Le ministère de l’éducation a réaffirmé, mercredi dans un communiqué, son engagement à accompagner les institutions éducatives privées et à garantir la formation de leur personnel pour promouvoir le rendement du secteur privé qui connait, selon lui, une mauvaise organisation, une baisse des résultats et des dépassements administratifs, pédagogiques et juridiques.

Le ministère s’est dit étonné des déclarations  » irresponsables et erronées  » émanant de certaines parties représentant les institutions éducatives privées qui refusent l’application de la ciculaire interdisant aux enseignants du secteur public de donner des cours dans les institutions privées rappelant que le procès d’accord signé le 22 avril 2018 avec les représentants de ces institutions stipule dans son cinquième paragraphe l’interdiction de l’octroi des autorisations aux enseignants du secteur public et l’engagement du ministère à former les nouvelles recrues diplômées du supérieur.

Il a, en outre, précisé que l’objectif de cette circulaire du 23 juillet 2019 est d’organiser le secteur de l’enseignement privé outre la promotion de l’emploi des diplômés du supérieur et la réalisation des équilibres pédagogiques pour permettre aux enseignants du secteur public d’améliorer leur rendement dans leurs établissements d’origine faisant remarquer que des négociations sont actuellement en cours pour trouver les solutions susceptibles de protéger l’intérêt des élèves et garantir de bonnes conditions d’enseignement tout en préservant les droits de toutes les parties concernées.

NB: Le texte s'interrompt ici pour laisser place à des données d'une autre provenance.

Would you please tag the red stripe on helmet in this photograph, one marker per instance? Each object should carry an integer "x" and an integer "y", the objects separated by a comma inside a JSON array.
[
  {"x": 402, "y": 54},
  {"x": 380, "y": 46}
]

A noter que dans une déclaration à l’agence TAP, Abdellatif Khammassi, président de l’Union tunisienne des institutions privées de l’éducation et de la formation (UTIPEF) a souligné que les inscriptions pour l’année scolaire 2019-2020 dans les établissements éducatifs privés dont le nombre est estimé à 1000 institutions (primaire et secondaire) ont baissé de 40% par rapport à l’année dernière et ce, suite à la publication par le ministère de l’éducation de la circulaire interdisant aux enseignants du secteur public, essentiellement ceux du secondaire, de donner des cours dans les établissements éducatifs privés fréquentés par plus de 150 mille élèves.

L’intervenant a estimé que le secteur de l’enseignement privé qui emploie plus de 30 mille personnes (enseignants, administratifs et agents) agonise aujourd’hui et environ 70% de ces institutions seront menacées de fermeture, notamment dans les régions intérieures, si aucune mesure n’a été prise pour annuler l’application de cette circulaire.